But in its illustrations the American Heritage Dictionary has made a bold departure. Its 4,000 little pictures are strewn at irregular intervals down the broad and otherwise blank outer margins of the pages. They are largely halftones, and they draw largely upon great paintings and tastefully illustrated source books. It is a pleasure simply to scan these margins. A list of 4,000 acknowledgments in an appendix gives the pedigree of every picture.

The American Heritage Dictionary is said to have 155,000 entries. The Random House College Edition is its equal in thickness, but smaller in format; and I estimate its entries at 100,000. One of its 55,000 misses is shegetz. But there are extras on both sides. The Random House College Edition lists the two Valdemars, and in both spellings; the American Heritage has none of that.

The principle of individuation of entries in the American Heritage Dictionary is puzzling. The article on get runs to eleven column inches and includes some seventy subordinate headings such as get about, get across, get ahead, get along, get at, get away with, and so on to get with. Farther down the page, then, as independent entries not subordinated to get, there appear get away, get out, get together, and get up. These verb phrases prove to be interspersed with the corresponding nouns, again as independent entries: getaway, get-out, get-together, and get-up. I see no more substantial reason for the double standard.

Christian names are listed in the main body of the American Heritage Dictionary; separately in the Random House. Both books give the etymologies; indeed, the etymological brilliance of the American Heritage Dictionary must not be allowed to blind us to the commendable treatment of that side of things in the Random House Edition. But I was surprised to see Norma explained in the latter as feminine of Norman; I expected the Latin account, as in the American Heritage. The American Heritage surprised me in listing Sheila and not Karen; these names seem to me to have reached our shores on the same wave.

Both dictionaries run their encyclopedic listings of places and persons into the main word list. In both books these listings are limited to little more than what suffices for identification; but that little more is not immune to error. Both books muff Macao, in their different ways. The American Heritage Dictionary calls it an island. This may have come of reading the World Almanac, or perhaps some eighteenth-century source. The Random House College Edition redundantly calls the water at Macao the Chu-Kiang River, as if to say the Pearl River River. The latter dictionary also evidently muffs San Marino, giving it 38 square miles; the American Heritage and other sources agree on 23.

Not that such agreement is conclusive. Forty to sixty years ago the Encyclopaedia Britannica, the World Almanac, Scott’s stamp albums, and the American atlases and dictionaries were in general agreement on eight square miles for Monaco, but this figure was fourteen times too big. The Britannica, eleventh edition, elaborated: “8 sq. m., the length being 2 1/4 m. and the width varying from 165 to 1100 yds.” An editor of the fourteenth edition spotted the arithmetical absurdity and deleted the correct length and width. Perhaps, to do him justice, he checked the area in some book that had copied it from the Britannica.
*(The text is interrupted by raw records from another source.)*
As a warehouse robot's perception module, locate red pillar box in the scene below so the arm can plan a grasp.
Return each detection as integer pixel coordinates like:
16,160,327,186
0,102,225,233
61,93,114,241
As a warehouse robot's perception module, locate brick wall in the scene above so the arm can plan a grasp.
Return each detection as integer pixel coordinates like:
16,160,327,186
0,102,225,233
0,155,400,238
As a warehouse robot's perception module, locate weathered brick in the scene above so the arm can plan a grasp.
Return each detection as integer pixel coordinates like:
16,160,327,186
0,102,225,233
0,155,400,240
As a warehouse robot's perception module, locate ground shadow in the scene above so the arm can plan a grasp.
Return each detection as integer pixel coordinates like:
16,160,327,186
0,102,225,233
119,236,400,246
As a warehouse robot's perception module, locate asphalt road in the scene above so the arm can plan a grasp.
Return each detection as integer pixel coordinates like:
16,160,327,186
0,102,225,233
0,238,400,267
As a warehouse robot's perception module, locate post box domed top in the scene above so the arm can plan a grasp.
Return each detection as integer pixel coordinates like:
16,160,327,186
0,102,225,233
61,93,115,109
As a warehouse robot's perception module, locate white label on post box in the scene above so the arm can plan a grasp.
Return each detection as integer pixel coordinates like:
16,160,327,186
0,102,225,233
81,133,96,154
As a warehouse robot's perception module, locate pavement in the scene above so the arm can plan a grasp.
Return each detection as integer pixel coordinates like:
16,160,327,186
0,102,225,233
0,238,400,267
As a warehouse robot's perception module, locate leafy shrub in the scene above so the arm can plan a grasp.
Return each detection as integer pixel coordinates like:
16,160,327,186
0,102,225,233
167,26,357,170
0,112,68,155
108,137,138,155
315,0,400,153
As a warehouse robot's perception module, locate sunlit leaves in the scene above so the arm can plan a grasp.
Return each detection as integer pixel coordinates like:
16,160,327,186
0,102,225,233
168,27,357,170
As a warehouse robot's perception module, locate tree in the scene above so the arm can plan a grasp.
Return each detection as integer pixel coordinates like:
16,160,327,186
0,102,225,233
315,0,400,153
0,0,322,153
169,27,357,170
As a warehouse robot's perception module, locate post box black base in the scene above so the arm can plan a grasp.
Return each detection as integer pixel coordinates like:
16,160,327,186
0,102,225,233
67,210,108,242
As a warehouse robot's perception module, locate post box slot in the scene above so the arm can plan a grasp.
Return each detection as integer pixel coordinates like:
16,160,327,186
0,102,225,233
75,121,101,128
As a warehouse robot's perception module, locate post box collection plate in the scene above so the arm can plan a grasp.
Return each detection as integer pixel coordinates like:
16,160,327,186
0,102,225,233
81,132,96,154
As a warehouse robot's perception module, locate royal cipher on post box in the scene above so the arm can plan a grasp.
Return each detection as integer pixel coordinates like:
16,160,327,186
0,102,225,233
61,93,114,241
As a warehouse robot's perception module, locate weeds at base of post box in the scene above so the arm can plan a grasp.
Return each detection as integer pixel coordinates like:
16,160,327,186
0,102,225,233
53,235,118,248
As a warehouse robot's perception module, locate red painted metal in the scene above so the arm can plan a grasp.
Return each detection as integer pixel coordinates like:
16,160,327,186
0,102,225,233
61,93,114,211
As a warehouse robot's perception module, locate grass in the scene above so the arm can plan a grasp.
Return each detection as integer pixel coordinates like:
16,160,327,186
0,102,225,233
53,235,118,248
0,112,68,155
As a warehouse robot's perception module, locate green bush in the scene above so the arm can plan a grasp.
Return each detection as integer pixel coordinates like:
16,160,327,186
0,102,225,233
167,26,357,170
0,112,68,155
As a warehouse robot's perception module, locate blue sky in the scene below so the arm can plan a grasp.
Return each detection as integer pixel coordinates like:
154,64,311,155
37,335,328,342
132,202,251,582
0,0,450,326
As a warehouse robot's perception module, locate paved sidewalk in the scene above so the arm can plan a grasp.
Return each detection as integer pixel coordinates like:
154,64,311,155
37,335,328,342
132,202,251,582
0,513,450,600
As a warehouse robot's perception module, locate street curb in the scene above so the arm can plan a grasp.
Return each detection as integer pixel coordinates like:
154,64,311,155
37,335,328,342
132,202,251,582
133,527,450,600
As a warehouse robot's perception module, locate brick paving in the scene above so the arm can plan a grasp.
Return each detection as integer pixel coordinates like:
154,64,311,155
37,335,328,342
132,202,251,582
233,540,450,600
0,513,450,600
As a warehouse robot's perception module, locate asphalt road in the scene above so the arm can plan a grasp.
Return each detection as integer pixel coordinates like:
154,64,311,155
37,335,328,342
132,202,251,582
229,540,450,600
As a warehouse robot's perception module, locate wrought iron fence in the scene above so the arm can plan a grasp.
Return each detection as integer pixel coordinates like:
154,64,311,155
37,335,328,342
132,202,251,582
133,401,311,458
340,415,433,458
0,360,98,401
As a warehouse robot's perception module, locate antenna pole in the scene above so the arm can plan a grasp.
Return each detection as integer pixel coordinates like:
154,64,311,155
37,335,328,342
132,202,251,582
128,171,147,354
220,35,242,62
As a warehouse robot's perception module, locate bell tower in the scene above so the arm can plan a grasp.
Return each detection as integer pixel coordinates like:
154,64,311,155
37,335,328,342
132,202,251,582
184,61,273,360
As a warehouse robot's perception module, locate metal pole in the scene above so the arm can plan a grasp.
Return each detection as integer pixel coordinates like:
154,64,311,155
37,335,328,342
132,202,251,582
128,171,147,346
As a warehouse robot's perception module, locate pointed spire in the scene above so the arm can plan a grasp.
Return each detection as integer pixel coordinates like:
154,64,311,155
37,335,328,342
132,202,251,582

The American Heritage Dictionary is out of date on the Polish Corridor. The Random House College Edition has it right. Both books describe Perm as “formerly Molotov,” neglecting us pre-Molotovians to whom it was always Perm. Both books are fallible on foreign names. Random House goes doubly wrong on the Turkish name for Scutari. American Heritage skips that word but fumbles the somewhat similar Turkish name for Skoplje. American Heritage misplaces the stress in Bialystok, Otranto, and Lourenço Marques. American Heritage does somewhat better than Random House on the pronounciation of Lódz.

Both are good books. You would expect each to cost much more than it does. Between them I would choose the American Heritage Dictionary, paying the extra dollar.